Discover the Best Books Written by Bruno Snell
Bruno Snell (18 June 1896 – 31 October 1986) was a German classical philologist. From 1931 to 1959, he held a chair for classical philology at the University of Hamburg, where he established the Thesaurus Linguae Graecae research center in 1944.
After studying law and economics at the University of Edinburgh and the University of Oxford, Snell gained an interest in classical studies and finally changed his major to classical philology. He earned his Ph.D. from the University of Göttingen in 1922.

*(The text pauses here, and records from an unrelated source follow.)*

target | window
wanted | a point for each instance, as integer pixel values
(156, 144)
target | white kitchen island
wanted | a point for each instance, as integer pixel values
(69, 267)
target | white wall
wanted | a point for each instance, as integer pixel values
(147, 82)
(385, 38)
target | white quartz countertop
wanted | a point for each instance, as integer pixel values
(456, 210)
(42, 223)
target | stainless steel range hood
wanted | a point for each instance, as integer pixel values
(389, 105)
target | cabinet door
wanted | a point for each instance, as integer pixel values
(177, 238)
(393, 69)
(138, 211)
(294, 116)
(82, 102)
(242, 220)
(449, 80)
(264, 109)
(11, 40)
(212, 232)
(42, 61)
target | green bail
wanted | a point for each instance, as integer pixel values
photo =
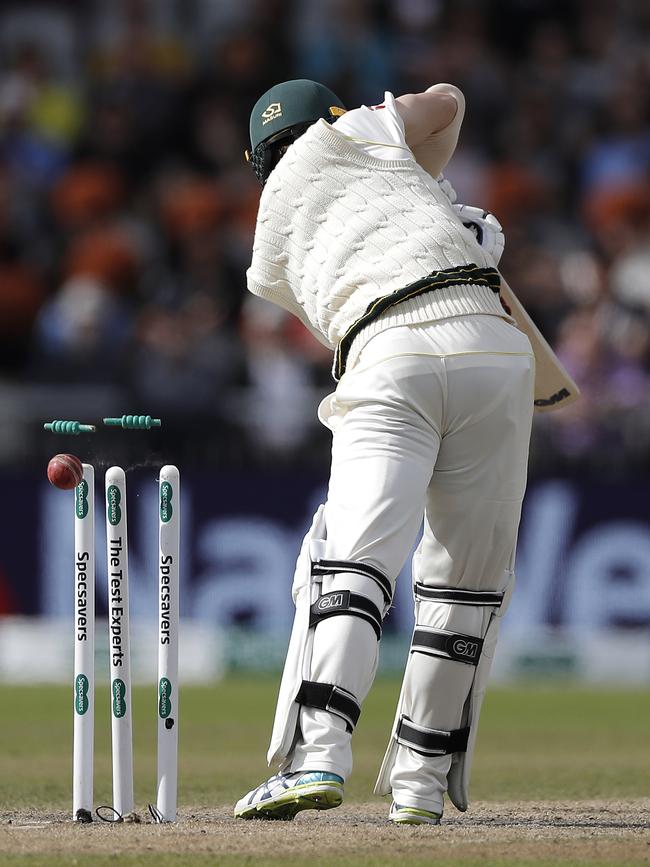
(133, 422)
(68, 427)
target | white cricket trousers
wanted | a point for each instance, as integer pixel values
(432, 422)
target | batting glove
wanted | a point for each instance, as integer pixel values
(486, 228)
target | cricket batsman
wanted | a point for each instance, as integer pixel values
(358, 235)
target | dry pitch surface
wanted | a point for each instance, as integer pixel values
(561, 777)
(613, 833)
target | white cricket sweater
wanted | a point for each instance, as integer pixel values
(338, 229)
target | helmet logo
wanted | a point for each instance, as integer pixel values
(271, 113)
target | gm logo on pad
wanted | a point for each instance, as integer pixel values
(462, 647)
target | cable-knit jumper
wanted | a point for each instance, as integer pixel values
(337, 229)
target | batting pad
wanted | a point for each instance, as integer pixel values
(333, 650)
(446, 675)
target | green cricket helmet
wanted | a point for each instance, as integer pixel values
(283, 113)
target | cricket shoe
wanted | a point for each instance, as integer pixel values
(285, 795)
(400, 815)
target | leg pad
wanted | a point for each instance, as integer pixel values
(328, 696)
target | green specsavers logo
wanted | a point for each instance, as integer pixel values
(81, 694)
(166, 510)
(81, 499)
(119, 698)
(164, 702)
(113, 497)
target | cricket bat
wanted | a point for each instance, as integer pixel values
(554, 388)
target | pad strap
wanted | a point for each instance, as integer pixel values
(430, 742)
(346, 602)
(334, 567)
(454, 596)
(328, 696)
(448, 645)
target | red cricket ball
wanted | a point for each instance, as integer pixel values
(65, 472)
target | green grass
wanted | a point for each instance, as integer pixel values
(552, 743)
(541, 743)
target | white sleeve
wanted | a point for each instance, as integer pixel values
(376, 129)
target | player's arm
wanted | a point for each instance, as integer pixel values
(432, 122)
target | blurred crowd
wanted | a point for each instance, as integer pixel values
(127, 210)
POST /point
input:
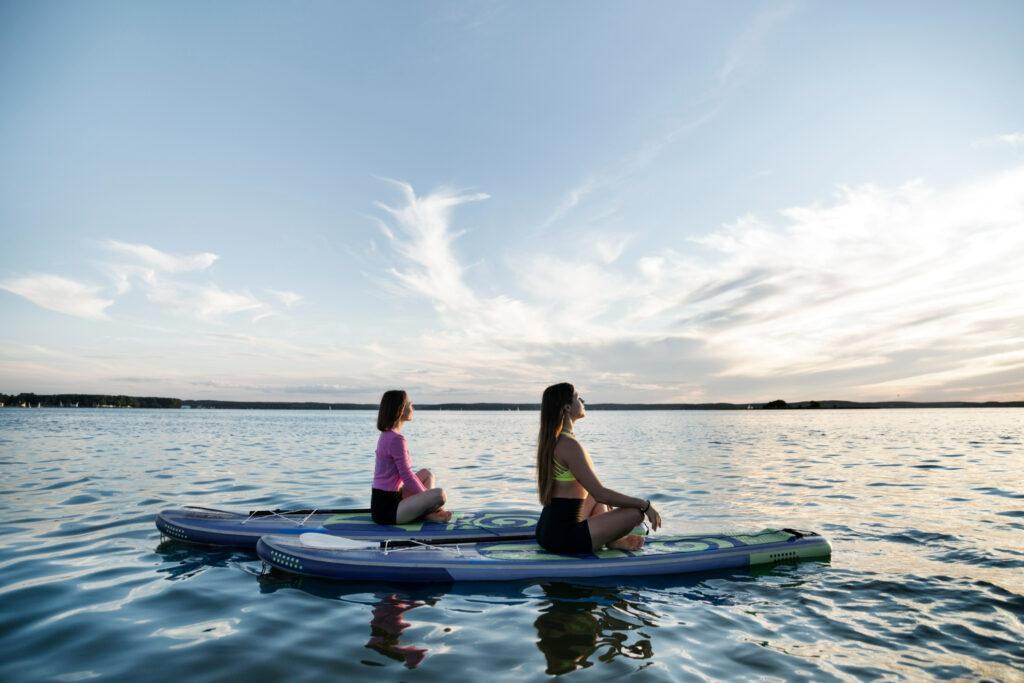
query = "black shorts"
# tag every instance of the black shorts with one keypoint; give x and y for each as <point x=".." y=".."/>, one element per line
<point x="384" y="506"/>
<point x="559" y="528"/>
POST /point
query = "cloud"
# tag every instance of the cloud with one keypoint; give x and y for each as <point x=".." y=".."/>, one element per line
<point x="750" y="44"/>
<point x="287" y="298"/>
<point x="60" y="294"/>
<point x="424" y="240"/>
<point x="840" y="294"/>
<point x="738" y="63"/>
<point x="162" y="260"/>
<point x="207" y="302"/>
<point x="1015" y="139"/>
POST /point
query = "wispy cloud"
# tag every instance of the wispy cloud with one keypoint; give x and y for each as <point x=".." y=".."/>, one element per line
<point x="163" y="261"/>
<point x="60" y="294"/>
<point x="842" y="290"/>
<point x="207" y="302"/>
<point x="749" y="46"/>
<point x="288" y="298"/>
<point x="1015" y="139"/>
<point x="740" y="61"/>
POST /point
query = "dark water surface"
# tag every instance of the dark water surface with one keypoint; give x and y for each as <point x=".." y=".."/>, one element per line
<point x="925" y="510"/>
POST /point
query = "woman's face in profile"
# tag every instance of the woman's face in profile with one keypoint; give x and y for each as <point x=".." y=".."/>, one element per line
<point x="578" y="409"/>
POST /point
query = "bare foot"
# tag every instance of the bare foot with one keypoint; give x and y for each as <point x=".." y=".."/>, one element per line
<point x="438" y="516"/>
<point x="628" y="543"/>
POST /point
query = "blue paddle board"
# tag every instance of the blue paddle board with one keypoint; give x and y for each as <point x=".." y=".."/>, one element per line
<point x="222" y="527"/>
<point x="331" y="557"/>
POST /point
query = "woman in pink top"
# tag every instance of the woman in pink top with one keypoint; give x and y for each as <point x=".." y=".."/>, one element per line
<point x="399" y="496"/>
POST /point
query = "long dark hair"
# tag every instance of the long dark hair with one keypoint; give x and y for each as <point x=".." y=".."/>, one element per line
<point x="392" y="408"/>
<point x="554" y="403"/>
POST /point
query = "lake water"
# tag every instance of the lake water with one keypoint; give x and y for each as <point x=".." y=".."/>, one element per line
<point x="924" y="508"/>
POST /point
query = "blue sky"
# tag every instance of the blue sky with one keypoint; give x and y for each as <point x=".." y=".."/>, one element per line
<point x="664" y="202"/>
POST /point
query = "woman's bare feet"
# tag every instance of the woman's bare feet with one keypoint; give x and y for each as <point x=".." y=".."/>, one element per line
<point x="438" y="516"/>
<point x="630" y="542"/>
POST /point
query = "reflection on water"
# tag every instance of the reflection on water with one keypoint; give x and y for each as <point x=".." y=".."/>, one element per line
<point x="579" y="622"/>
<point x="925" y="510"/>
<point x="386" y="628"/>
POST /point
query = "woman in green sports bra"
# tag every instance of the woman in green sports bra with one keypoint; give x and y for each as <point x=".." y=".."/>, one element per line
<point x="580" y="513"/>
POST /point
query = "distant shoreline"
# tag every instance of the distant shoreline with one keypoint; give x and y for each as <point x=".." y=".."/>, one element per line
<point x="26" y="400"/>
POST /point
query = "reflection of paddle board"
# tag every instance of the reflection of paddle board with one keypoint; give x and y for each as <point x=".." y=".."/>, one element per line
<point x="221" y="527"/>
<point x="316" y="555"/>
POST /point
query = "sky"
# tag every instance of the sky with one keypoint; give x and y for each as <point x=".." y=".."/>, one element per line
<point x="659" y="202"/>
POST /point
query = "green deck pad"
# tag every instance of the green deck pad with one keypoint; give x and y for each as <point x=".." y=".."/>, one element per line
<point x="689" y="544"/>
<point x="461" y="521"/>
<point x="767" y="536"/>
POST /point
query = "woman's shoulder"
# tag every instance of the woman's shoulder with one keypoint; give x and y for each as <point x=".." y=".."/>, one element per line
<point x="391" y="436"/>
<point x="567" y="443"/>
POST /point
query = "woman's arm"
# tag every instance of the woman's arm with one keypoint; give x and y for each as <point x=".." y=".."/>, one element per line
<point x="573" y="456"/>
<point x="399" y="453"/>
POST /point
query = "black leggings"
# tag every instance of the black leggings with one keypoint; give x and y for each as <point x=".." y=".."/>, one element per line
<point x="384" y="506"/>
<point x="559" y="528"/>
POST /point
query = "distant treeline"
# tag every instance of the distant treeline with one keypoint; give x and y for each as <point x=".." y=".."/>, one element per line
<point x="85" y="400"/>
<point x="100" y="400"/>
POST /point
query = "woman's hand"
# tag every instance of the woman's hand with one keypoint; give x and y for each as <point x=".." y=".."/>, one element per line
<point x="652" y="517"/>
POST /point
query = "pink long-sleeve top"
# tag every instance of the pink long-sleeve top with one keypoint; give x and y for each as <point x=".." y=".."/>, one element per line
<point x="394" y="467"/>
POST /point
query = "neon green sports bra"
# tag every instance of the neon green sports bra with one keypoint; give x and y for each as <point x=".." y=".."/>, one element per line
<point x="561" y="472"/>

Snell served as the inaugural president of the Mommsen Society from 1950 to 1954. In 1953, Europa-Kolleg Hamburg, an institution promoting research and postgraduate education in the field of European integration, was founded on Snell's initiative. Since 1989, the Mommsen Society has awarded the Bruno Snell Prize to young classical scholars.
His book, The Discovery of the Mind: The Greek Origins of European Thought (Die Entdeckung des Geistes, Hamburg, 1946, trans. T.G. Rosenmeyer, 1953) argues that the development of Greek literature from Homer to Aristophanes and Plato shows a gradual self-discovery of inner mental life. It argues that the Greek culture developed a unique and individual inner world of thought for humans, before which was not available. This is similar to later psychological theories of the development and evolution of human consciousness.